I don’t. I breathe instead. In. Out.
The space answers. It doesn’t echo my fear; it just holds it.
My phone lights up again, screen face-down. I don’t flip it over. I know the cadence now—what urgency feels like, what patience sounds like. This vibration isn’t a demand; it’s a check on the perimeter.
I smile faintly. This is mine. Not the room, or the quiet, but the steadiness. The way my thoughts are lining up without being marshalled into a tactical formation. The way the fear tries to speak and finds no microphone to amplify it.
I stand up. The movement is unremarkable, and that’s the victory. No dizziness. No collapse. My legs carry me because they always could. I walk to the high window, the sunlight cutting across my shoulders like a question mark that doesn’t require an answer.
I stretch, feeling the full length of myself without shrinking to fit a memory. The old reflex—make yourself smaller, quieter, easier to manage—slides off me like a heavy coat I forgot I was wearing.
I walk the perimeter of the room. Once. Twice. I test the corners. I press my palm flat to the wall and feel the distant vibration of the city—the traffic, the sirens, the weather—none of it aiming for me.
My phone buzzes again.

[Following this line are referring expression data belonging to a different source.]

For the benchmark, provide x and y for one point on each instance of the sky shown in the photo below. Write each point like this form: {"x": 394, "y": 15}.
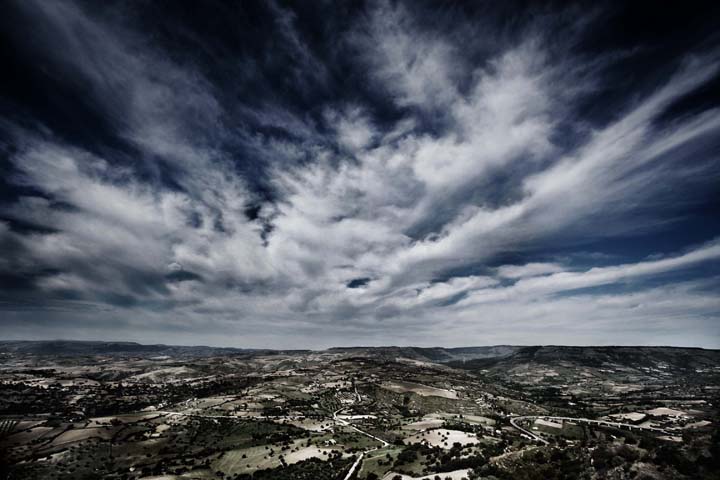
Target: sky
{"x": 313, "y": 174}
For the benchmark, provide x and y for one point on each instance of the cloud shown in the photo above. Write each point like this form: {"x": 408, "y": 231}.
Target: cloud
{"x": 403, "y": 181}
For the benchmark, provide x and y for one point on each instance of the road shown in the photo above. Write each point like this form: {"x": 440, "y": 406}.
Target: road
{"x": 335, "y": 417}
{"x": 360, "y": 457}
{"x": 590, "y": 421}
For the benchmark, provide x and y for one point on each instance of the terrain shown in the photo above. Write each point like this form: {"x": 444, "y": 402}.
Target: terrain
{"x": 122, "y": 410}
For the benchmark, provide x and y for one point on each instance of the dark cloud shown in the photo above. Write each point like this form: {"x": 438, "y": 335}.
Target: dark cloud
{"x": 268, "y": 174}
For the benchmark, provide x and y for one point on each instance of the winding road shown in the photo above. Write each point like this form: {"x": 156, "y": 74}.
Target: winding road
{"x": 360, "y": 457}
{"x": 590, "y": 421}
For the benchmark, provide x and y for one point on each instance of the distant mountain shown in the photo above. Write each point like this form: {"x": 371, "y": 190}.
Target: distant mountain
{"x": 432, "y": 354}
{"x": 675, "y": 359}
{"x": 75, "y": 348}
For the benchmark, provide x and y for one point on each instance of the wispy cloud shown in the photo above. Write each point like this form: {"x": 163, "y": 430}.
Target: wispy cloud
{"x": 451, "y": 183}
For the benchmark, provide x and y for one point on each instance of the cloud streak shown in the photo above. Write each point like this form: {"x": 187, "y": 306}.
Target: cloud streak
{"x": 442, "y": 186}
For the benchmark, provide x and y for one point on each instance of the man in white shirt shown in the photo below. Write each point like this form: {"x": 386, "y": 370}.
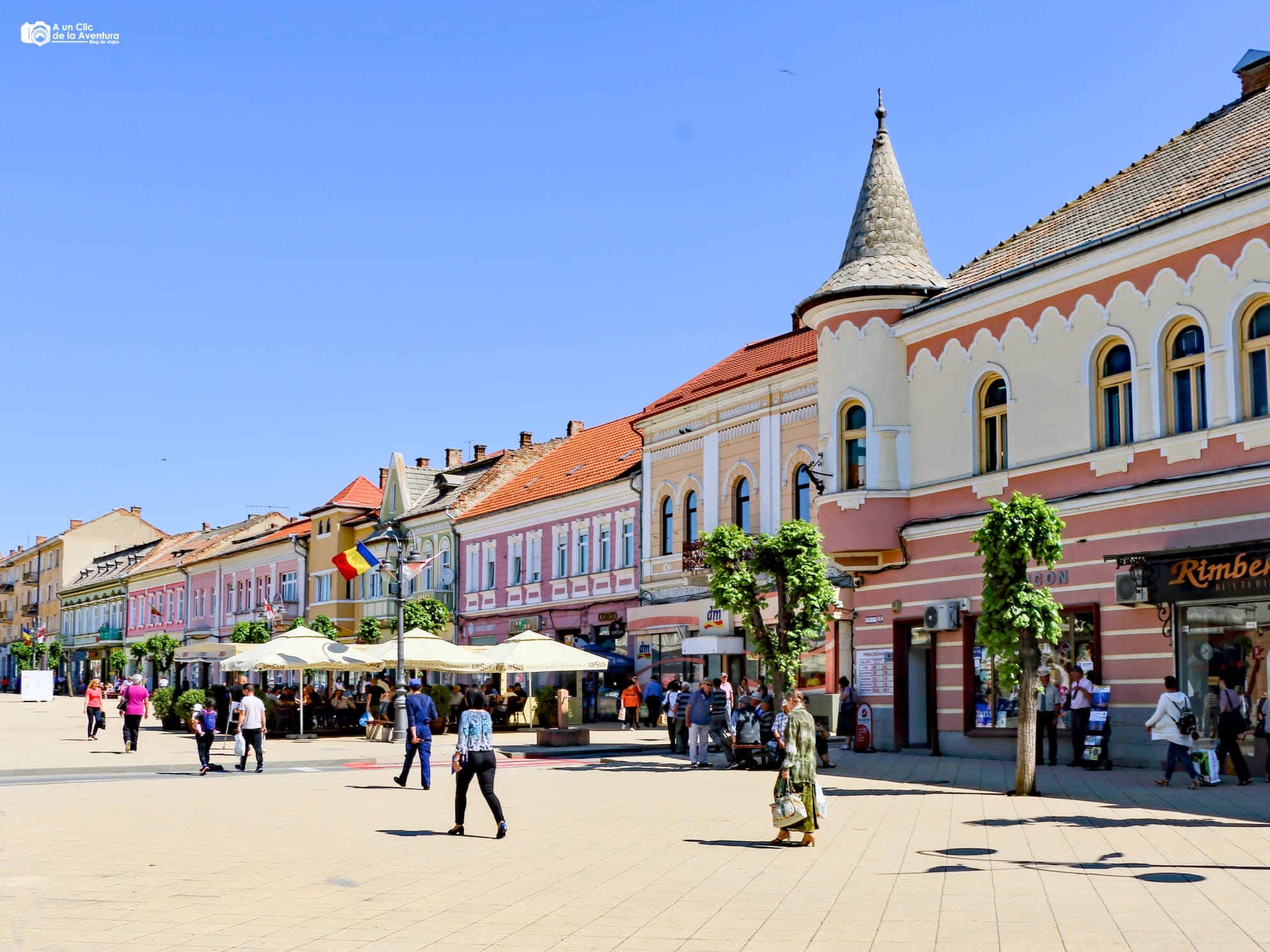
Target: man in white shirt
{"x": 252, "y": 728}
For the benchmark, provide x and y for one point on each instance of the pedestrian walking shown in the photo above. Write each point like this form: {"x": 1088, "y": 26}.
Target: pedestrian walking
{"x": 653, "y": 695}
{"x": 697, "y": 719}
{"x": 631, "y": 706}
{"x": 252, "y": 728}
{"x": 93, "y": 707}
{"x": 1080, "y": 702}
{"x": 720, "y": 721}
{"x": 1047, "y": 719}
{"x": 203, "y": 721}
{"x": 847, "y": 712}
{"x": 798, "y": 774}
{"x": 1172, "y": 711}
{"x": 420, "y": 714}
{"x": 474, "y": 757}
{"x": 1231, "y": 726}
{"x": 135, "y": 705}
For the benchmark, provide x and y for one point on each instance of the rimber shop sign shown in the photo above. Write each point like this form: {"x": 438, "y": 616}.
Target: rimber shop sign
{"x": 1204, "y": 575}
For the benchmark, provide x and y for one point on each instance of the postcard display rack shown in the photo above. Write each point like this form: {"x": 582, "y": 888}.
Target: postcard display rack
{"x": 1098, "y": 739}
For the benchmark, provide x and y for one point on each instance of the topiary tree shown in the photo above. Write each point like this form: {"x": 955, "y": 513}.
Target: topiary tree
{"x": 325, "y": 626}
{"x": 745, "y": 569}
{"x": 1016, "y": 616}
{"x": 369, "y": 631}
{"x": 427, "y": 615}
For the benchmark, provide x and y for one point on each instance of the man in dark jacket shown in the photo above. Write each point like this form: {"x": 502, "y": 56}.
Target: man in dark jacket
{"x": 420, "y": 715}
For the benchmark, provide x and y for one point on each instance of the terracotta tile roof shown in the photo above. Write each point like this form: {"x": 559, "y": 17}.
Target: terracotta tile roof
{"x": 1227, "y": 149}
{"x": 588, "y": 459}
{"x": 763, "y": 358}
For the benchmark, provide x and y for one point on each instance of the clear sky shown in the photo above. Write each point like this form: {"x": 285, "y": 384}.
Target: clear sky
{"x": 253, "y": 249}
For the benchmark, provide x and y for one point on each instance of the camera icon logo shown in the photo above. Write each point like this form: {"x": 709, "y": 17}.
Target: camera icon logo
{"x": 34, "y": 33}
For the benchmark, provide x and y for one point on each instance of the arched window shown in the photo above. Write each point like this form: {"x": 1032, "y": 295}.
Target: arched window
{"x": 852, "y": 466}
{"x": 690, "y": 517}
{"x": 801, "y": 494}
{"x": 667, "y": 526}
{"x": 1257, "y": 362}
{"x": 993, "y": 436}
{"x": 1115, "y": 395}
{"x": 742, "y": 504}
{"x": 1185, "y": 379}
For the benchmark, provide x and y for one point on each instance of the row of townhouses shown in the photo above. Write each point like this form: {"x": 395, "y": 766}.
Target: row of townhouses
{"x": 1113, "y": 357}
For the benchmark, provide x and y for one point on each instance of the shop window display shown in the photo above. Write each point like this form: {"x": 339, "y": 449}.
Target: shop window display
{"x": 997, "y": 706}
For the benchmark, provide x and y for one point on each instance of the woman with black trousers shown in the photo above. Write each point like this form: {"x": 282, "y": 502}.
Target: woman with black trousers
{"x": 1230, "y": 726}
{"x": 474, "y": 756}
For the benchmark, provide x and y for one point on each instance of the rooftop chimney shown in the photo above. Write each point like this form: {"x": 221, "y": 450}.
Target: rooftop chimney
{"x": 1254, "y": 71}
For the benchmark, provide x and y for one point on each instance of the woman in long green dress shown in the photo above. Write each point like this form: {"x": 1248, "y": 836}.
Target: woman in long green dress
{"x": 798, "y": 771}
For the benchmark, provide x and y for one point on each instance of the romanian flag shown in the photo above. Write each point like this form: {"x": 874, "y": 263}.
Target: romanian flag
{"x": 354, "y": 561}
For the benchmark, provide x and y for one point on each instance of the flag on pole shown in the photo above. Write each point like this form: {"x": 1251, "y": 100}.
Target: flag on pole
{"x": 411, "y": 569}
{"x": 354, "y": 561}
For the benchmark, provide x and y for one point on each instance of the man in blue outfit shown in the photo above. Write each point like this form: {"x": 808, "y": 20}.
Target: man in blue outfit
{"x": 420, "y": 715}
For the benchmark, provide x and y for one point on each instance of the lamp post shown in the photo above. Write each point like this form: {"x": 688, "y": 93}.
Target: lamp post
{"x": 399, "y": 720}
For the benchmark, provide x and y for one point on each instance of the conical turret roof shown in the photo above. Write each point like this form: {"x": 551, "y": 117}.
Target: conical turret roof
{"x": 884, "y": 248}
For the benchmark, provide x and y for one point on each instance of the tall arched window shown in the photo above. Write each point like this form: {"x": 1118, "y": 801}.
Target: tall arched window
{"x": 742, "y": 504}
{"x": 1115, "y": 395}
{"x": 1257, "y": 362}
{"x": 852, "y": 465}
{"x": 801, "y": 494}
{"x": 993, "y": 435}
{"x": 1185, "y": 379}
{"x": 667, "y": 526}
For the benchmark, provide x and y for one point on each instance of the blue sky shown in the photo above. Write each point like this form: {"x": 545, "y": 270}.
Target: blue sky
{"x": 251, "y": 252}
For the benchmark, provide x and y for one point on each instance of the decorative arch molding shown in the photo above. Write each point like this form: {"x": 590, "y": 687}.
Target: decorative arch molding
{"x": 972, "y": 394}
{"x": 1234, "y": 338}
{"x": 733, "y": 475}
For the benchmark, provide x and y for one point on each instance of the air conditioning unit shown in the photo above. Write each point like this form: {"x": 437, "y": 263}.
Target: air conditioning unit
{"x": 1128, "y": 592}
{"x": 943, "y": 616}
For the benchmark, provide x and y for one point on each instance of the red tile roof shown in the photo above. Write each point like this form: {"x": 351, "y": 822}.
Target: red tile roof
{"x": 588, "y": 459}
{"x": 358, "y": 493}
{"x": 763, "y": 358}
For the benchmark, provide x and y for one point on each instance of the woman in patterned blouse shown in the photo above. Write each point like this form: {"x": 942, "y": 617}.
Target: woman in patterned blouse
{"x": 474, "y": 756}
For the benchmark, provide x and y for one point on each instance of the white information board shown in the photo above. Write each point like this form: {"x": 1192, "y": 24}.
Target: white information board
{"x": 37, "y": 686}
{"x": 875, "y": 672}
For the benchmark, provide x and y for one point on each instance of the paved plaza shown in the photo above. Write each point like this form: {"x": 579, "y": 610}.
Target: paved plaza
{"x": 635, "y": 852}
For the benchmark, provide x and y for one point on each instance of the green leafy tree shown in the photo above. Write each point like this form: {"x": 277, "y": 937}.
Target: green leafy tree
{"x": 745, "y": 569}
{"x": 427, "y": 615}
{"x": 325, "y": 626}
{"x": 1016, "y": 616}
{"x": 369, "y": 631}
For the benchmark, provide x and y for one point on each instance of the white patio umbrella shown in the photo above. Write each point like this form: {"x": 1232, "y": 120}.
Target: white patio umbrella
{"x": 299, "y": 649}
{"x": 423, "y": 650}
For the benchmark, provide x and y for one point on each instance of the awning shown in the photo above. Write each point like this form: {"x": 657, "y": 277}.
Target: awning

I turn it over this time.
No missed calls. Just one message.
I’m nearby. Not coming in.
I don’t have to ask who it is. I don’t feel hunted. I feel respected. The boundary is exactly where I placed it, and for the first time, it’s being treated as something sovereign.
I type back, slower than I used to.
Thank you for hearing me.
The reply comes after a long pause.
Thank you for saying it.
That’s it.
I slip the phone into my pocket and sit again, cross-legged, my spine straight without the effort of bracing. The quiet doesn’t tighten around my throat; it loosens, finding the shape it was always meant to take around me.
I think about the future—not in plans, not in “what-ifs.” Just the knowledge that whatever comes, I won’t have to meet it with my body first.
I close my eyes. Not to hide. To feel the floor, the air, the small, steady miracle of existing without an audience. When I open them again, the light has shifted to a deep, bruised purple. Time has passed without asking me to justify its existence.
I stand and walk to the door. I don’t open it yet. I rest my hand on the handle and smile—not because I’m leaving, and not because I’m staying.
But because the choice isn’t a performance anymore. It’s a pause. And pauses can be the most powerful things in the world when you finally own them.
Chapter 51
RAVEN
Idon’t decide all at once.
That is the lie people tell about love—that it announces itself with a fanfare, that it demands a sudden, cinematic declaration, that it arrives like a final verdict. It doesn’t. It creeps in through the hairline cracks left behind when everything loud and violent has finally burned itself to ash.
I’m still sitting on the floor when I hear the door.
Not kicked. Not forced. It opens with a quiet, rusty groan of hinges, a sound of resistance that has finally been overcome. Footsteps move into the cavernous space with a careful, almost reverent cadence—the sound of someone who knows this room does not belong to them. I don’t turn right away. I don’t need to.
I know the sound of him when he isn’t wearing his armour.
“Raven,” Damien says.
Just my name. No command wrapped in the vowels. No jagged edge of a claim.